Moreover, in Roman times, the cross was a universal sign of punishment and the power of empire. Gibson (and Cave), however, turn the cross into a unique experience of Jesus. This has the effect of removing the heavily political, anti-imperial meanings of Jesus' (life and) death. Rome is not the perpetrator and empire is not the problem: the Romans merely got tragically mixed up in the internal problem of the Jews. Sounds like an interpretation worth 30 pieces of argentum.

As Brigitte Kahl asks her classes pointedly: how does the film serve to reinforce present-day US ideologies of justifiable empire in the guise of a "war against terror" and the proliferation of "peace and democracy"?

AN ANTI-QUEER FILM.
The film is obssessed with the most literal understanding of Jesus' death (and resurrection, in one tiny cameo). The presentation of Jesus' bodily torture - drawn out beyond all standards of artistic necessity or license - serves to reinforce the exclusive focus on Jesus' death as a body being violated.

The problem with this is that the film assigns no moral value to the violation of the body, and combined with the length of time portraying the violence, actually celebrates the violation of the body for its own sake. The violence wasn't SUPPOSED to happen - Pilate only wanted Jesus' beaten enough to give a good show. The Roman floggers, however, gave free rein to their most sadistic impulses, making Jesus into simply an object for rage.
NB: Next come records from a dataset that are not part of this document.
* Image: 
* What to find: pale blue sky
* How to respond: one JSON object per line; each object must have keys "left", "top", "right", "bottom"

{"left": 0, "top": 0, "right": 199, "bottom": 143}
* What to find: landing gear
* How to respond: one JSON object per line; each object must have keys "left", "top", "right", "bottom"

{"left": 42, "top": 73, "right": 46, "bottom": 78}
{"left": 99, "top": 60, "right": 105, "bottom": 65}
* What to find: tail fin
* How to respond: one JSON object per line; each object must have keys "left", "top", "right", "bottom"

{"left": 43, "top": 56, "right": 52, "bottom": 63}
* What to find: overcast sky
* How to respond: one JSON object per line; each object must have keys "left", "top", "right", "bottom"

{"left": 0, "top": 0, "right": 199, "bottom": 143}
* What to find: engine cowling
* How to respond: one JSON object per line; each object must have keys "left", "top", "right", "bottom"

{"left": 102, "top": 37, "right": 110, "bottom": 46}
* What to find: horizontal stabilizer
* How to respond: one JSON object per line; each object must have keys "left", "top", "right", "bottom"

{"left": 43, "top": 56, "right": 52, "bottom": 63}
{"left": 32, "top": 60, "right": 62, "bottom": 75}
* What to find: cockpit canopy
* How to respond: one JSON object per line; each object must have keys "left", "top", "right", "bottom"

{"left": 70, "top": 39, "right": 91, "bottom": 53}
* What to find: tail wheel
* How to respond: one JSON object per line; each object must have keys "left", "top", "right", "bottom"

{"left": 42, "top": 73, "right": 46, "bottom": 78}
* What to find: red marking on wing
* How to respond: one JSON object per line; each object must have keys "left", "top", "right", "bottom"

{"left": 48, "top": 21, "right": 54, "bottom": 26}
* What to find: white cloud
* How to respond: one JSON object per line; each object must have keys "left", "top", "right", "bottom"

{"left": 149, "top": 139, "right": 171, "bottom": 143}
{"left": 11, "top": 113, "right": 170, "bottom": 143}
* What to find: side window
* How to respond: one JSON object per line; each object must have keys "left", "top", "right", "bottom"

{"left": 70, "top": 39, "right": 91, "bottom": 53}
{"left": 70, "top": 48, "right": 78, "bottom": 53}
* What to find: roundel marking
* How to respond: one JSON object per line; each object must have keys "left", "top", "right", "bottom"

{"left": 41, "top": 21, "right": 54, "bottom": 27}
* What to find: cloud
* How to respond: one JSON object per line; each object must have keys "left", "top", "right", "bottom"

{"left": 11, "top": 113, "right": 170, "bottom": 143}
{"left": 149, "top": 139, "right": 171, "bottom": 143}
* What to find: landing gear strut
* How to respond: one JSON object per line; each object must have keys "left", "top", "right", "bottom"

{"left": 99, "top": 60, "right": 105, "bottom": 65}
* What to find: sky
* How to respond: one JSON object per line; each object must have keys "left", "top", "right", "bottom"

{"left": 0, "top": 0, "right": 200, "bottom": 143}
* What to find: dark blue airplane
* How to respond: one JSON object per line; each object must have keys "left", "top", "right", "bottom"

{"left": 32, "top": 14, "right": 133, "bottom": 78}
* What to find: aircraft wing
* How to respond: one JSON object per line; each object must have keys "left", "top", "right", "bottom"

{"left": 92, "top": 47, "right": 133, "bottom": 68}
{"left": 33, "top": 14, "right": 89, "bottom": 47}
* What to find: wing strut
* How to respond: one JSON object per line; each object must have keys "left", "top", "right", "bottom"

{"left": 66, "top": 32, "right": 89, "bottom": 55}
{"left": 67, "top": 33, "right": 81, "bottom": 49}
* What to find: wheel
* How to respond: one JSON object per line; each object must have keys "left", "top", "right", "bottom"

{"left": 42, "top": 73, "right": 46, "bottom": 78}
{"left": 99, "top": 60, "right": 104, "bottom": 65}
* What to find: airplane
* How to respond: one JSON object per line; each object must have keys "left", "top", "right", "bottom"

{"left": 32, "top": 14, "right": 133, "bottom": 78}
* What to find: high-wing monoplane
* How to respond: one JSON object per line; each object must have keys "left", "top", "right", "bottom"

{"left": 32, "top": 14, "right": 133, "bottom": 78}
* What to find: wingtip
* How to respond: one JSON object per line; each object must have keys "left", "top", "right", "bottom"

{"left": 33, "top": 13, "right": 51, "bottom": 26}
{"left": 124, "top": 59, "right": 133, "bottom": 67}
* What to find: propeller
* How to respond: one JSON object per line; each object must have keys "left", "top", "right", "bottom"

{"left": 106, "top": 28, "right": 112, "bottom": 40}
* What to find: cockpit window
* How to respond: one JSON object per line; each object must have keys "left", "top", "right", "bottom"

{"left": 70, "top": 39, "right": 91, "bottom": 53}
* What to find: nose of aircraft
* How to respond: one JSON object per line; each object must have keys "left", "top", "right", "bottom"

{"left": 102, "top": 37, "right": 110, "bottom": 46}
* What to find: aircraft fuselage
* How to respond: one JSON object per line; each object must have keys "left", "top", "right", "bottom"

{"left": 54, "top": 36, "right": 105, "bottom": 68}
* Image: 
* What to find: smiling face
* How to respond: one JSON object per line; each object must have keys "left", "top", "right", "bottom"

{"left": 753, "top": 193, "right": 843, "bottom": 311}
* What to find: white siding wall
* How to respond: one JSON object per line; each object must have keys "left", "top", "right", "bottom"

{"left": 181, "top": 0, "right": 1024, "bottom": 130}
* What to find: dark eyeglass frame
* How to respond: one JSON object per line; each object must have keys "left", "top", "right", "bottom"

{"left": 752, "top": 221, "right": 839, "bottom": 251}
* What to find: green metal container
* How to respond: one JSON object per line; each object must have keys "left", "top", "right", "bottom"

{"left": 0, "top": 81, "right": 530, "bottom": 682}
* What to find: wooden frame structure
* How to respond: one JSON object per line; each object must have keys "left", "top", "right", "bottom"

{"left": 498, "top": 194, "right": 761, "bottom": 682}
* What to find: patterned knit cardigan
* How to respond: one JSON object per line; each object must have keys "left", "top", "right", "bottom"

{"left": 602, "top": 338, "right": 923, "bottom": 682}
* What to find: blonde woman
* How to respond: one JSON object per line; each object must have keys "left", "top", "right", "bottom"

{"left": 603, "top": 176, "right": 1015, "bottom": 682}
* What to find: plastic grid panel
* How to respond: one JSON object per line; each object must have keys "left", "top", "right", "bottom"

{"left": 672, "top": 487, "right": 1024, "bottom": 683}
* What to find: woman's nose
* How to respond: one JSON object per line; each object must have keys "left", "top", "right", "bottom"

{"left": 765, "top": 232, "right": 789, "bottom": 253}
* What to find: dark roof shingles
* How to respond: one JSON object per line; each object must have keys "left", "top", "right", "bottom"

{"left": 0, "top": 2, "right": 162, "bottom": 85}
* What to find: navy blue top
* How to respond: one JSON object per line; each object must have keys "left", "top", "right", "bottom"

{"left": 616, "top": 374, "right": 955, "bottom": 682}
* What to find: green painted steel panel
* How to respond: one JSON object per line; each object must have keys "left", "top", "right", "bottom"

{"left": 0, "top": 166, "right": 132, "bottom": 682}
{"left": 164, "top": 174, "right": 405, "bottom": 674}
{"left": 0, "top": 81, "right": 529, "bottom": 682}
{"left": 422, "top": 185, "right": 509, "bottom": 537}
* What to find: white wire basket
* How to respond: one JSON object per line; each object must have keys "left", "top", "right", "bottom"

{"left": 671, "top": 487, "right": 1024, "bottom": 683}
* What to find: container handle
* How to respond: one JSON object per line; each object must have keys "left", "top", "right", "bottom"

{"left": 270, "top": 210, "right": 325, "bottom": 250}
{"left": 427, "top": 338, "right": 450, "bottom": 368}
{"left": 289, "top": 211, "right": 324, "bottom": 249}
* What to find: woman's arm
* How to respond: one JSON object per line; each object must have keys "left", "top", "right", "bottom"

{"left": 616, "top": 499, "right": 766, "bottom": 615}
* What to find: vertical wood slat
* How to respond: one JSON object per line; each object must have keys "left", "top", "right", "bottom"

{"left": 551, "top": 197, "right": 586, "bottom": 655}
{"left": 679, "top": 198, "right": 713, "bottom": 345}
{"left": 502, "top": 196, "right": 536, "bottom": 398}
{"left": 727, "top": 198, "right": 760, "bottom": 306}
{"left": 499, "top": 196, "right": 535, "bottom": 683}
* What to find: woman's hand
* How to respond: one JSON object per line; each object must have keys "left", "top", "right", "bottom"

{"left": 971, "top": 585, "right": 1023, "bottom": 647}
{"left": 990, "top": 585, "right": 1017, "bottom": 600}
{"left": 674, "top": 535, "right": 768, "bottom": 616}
How is this anti-queer? To the film's aforementioned patriarchy, this representation of violence justifies ideas of sexuality that are (1) exploitative and (2) turn the body into a site for violence rather than a source of deep being. Being queer, if it means anything in Christian theological terms, means resurrecting the body from various assaults in the name of God - it means proclaiming the truth that God comes to this world in a body, and in our bodies. The queer theological witness means celebrating all that bodies offer as revelations of - and resources to reach - the fullness of God's being. Everything in the film that (1) demeans and degrades the body, AND MORE IMPORTANTLY (2) celebrates such degradation, runs counter to everything queers should fight to remain in the Church for in the first place.

Jesus death ought never be portrayed in such a way that glorifies, necessitates, justifies, or excuses the violation of the body. Yes, Jesus died an agonizing death. But portraying his death ought always point to the fact that degradation of the human person - in body, mind, or spirit - was not in God's will for Jesus and is never in God's will for human beings.